Henry Foster (1796 - 5 februari 1831) was een Brits marineofficier en ontdekkingsreiziger. Foster maakte deel uit van verscheidene expedities naar het noord- en zuidpoolgebied en deed onderzoek naar onder andere magnetisme en de zwaartekracht.

Loopbaan

Van Foster is bekend dat hij diende op de HMS York en daarna op de HMS Griper in het kader van een Britse expeditie in het noordpoolgebied in 1823, waarbij delen van de kust van Groenland in kaart werden gebracht. Tijdens de reis werkte hij ook als assistent van de astronoom Edward Sabine, die met slingermetingen trachtte meer te weten te komen over de vorm van de aarde.

In 1824 werd Foster bevorderd tot luitenant en toegelaten tot de Royal Society, de Britse academie van wetenschappen.

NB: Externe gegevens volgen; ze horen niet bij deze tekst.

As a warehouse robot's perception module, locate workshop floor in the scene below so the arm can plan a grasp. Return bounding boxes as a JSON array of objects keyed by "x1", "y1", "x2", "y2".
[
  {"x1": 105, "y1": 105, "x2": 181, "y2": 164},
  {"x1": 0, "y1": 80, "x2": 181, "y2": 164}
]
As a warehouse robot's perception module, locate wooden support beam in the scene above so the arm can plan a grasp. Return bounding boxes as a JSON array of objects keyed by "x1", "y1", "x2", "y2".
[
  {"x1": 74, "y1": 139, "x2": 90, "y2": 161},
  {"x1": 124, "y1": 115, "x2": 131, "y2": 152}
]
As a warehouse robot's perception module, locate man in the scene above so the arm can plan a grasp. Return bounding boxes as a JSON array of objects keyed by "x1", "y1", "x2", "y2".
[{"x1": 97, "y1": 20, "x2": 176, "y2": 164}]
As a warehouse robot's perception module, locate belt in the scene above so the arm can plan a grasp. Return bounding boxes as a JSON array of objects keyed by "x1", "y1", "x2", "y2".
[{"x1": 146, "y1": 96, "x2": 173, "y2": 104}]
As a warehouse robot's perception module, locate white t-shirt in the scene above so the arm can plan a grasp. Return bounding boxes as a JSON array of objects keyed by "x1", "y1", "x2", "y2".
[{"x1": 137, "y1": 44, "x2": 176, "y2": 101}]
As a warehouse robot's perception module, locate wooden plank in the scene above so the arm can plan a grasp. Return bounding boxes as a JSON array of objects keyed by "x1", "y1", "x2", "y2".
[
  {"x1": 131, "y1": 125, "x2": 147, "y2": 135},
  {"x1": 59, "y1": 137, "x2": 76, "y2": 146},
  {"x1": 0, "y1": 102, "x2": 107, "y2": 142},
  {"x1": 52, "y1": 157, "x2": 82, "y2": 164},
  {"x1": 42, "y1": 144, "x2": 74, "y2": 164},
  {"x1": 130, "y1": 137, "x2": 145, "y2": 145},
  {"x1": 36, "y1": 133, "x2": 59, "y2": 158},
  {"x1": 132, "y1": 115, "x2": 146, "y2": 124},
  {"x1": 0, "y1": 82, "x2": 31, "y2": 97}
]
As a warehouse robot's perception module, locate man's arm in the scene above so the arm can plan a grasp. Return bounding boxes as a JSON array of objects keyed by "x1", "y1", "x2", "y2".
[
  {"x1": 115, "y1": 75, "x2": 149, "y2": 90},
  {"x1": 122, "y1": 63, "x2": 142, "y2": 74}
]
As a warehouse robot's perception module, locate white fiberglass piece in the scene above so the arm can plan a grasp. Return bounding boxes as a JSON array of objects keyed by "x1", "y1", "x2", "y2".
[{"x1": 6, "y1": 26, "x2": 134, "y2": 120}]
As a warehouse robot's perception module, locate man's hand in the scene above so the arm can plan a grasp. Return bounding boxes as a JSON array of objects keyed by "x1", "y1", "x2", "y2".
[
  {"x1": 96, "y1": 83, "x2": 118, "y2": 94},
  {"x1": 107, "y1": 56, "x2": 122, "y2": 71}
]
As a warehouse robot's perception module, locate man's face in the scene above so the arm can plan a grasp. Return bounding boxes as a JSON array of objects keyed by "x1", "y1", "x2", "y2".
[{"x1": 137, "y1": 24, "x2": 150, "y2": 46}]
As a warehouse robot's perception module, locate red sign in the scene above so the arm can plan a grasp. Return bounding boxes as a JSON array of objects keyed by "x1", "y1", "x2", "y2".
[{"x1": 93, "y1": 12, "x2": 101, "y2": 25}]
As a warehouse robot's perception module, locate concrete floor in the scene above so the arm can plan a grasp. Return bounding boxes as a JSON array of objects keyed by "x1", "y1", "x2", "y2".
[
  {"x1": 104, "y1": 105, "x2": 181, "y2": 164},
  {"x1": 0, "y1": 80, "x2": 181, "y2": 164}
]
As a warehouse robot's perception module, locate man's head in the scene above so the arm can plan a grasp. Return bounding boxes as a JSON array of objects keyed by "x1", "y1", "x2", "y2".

Hetzelfde jaar nam hij deel aan de ontdekkingsreis van William Edward Parry op zoek naar een Noordwestelijke Doorvaart naar Indië. Tijdens deze reis verrichtte hij diverse waarnemingen met betrekking tot magnetisme en sterrenkunde en deed hij zwaartekrachtmetingen met een slinger. Voor dit werk werd hij in 1827 tot kapitein-luitenant ter zee bevorderd en werd hem de Copley Medal verleend, de wetenschapsprijs van de Royal Society.[1] Foster deelde de prijs dat jaar met de Britse scheikundige William Prout.

Tussen 1828 en 1831 leidde Foster een Britse expeditie door het zuidpoolgebied, waarbij onder meer de Zuidelijke Shetlandeilanden in kaart werden gebracht. Naast het verkennen van land en kusten, was de expeditie gericht op het verzamelen van kennis over zeestromen in het gebied. Foster noemde de Wollaston eilanden, iets ten noorden van Kaap Hoorn in de archipel Vuurland, naar de Britse scheikundige William Hyde Wollaston. Tijdens deze reis deed Foster opnieuw vele slingerwaarnemingen op het gebied van de zwaartekracht.

Foster verdronk in de rivier de Chagres in Panama in 1831, 34 jaar oud.